Quadruppani, Burgat, Guyotat, lectures pour un samedi
« La première chose, c'est qu'on n'a jamais autant tué d'animaux qu'aujourd'hui, on n'en a jamais autant exploités. Jamais la condition des animaux n'a été aussi dure. Ce sont par milliards qu'ils sont enfermés dans les bâtiments d'élevage, abattus à la chaîne tués par balle, par poison ou par piège à la chasse, pêchés, capturés pour leur fourrure ou leur "exotisme", utilisés dans des laboratoires, dressés et mutilés dans les cirques, abrutis de solitude dans les zoos…
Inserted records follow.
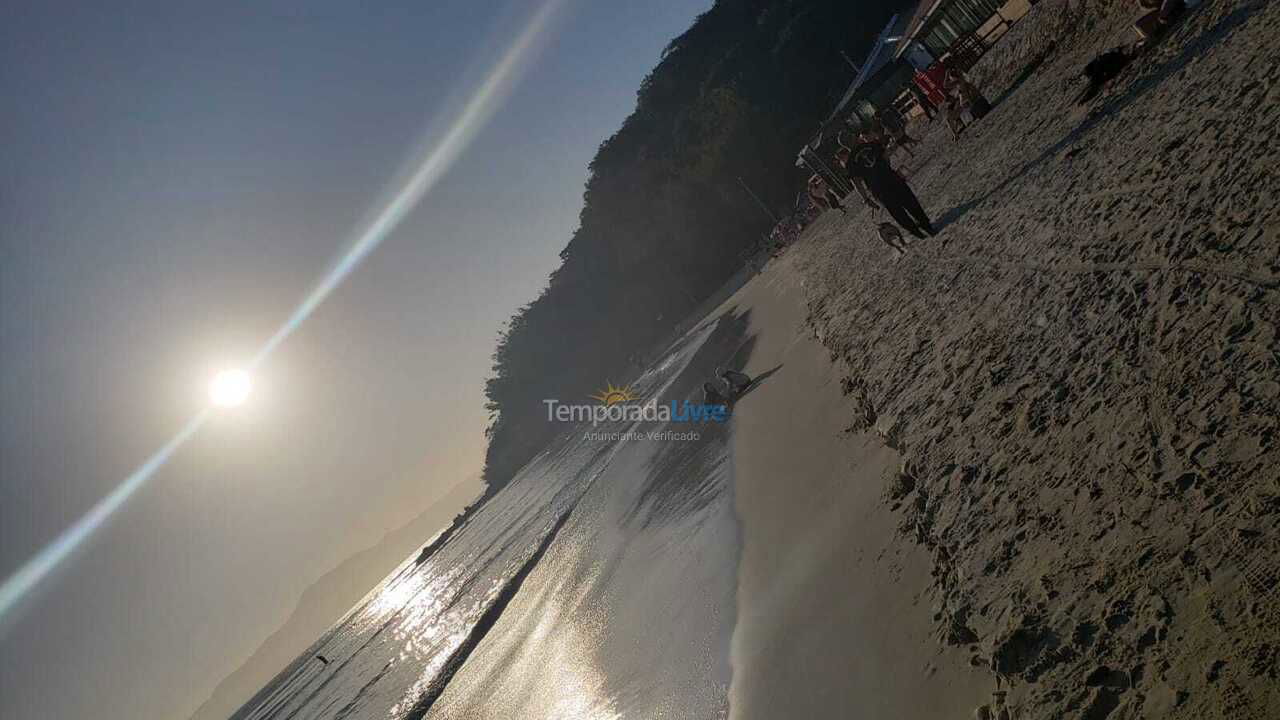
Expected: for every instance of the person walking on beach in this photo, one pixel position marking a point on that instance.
(874, 178)
(970, 98)
(822, 195)
(736, 382)
(895, 130)
(955, 118)
(712, 395)
(923, 101)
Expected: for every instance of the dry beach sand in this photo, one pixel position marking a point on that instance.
(1082, 370)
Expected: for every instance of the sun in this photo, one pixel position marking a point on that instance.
(611, 395)
(229, 388)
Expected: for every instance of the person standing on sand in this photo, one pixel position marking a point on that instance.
(736, 382)
(895, 130)
(959, 86)
(874, 178)
(923, 101)
(955, 118)
(822, 195)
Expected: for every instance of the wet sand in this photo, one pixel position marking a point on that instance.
(831, 618)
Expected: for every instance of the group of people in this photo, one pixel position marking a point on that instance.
(864, 162)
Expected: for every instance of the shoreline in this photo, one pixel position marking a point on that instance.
(1082, 373)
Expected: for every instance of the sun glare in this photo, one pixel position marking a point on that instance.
(229, 388)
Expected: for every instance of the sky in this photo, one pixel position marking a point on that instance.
(174, 178)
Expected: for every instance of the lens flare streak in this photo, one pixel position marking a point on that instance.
(479, 106)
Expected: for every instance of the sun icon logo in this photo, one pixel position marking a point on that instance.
(611, 396)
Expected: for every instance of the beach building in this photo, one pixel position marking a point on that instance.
(956, 31)
(912, 49)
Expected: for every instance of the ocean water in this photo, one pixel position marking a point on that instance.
(599, 583)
L'urgence grandit. Car nous avons désormais les moyens scientifiques et techniques d'obtenir d'eux toujours plus: plus de viande, plus de lait, plus de connaissances scientifiques, plus de tout… Le monde animal est exténué. L'homme est en passe d'éradiquer les derniers animaux libres, au profit d'un stock à gérer apte à répondre à tous nos besoins, y compris les plus futiles. Le fait est là. » [Florence Burgat]
Lu sur le blog de l'ami Quadruppani [CLIC sur la tête de son chat pour accéder à ses Contrées magnifiques] ces quelques lignes incitant à se pencher sur les travaux de Florence Burgat, philosophe indispensable qu'on aurait tort de ne pas prendre au sérieux. J'ai repensé à une anecdote rapportée par Pierre Guyotat (né en 1940) dans le récit qu'il nous fait de son enfance. Voir un peu plus bas.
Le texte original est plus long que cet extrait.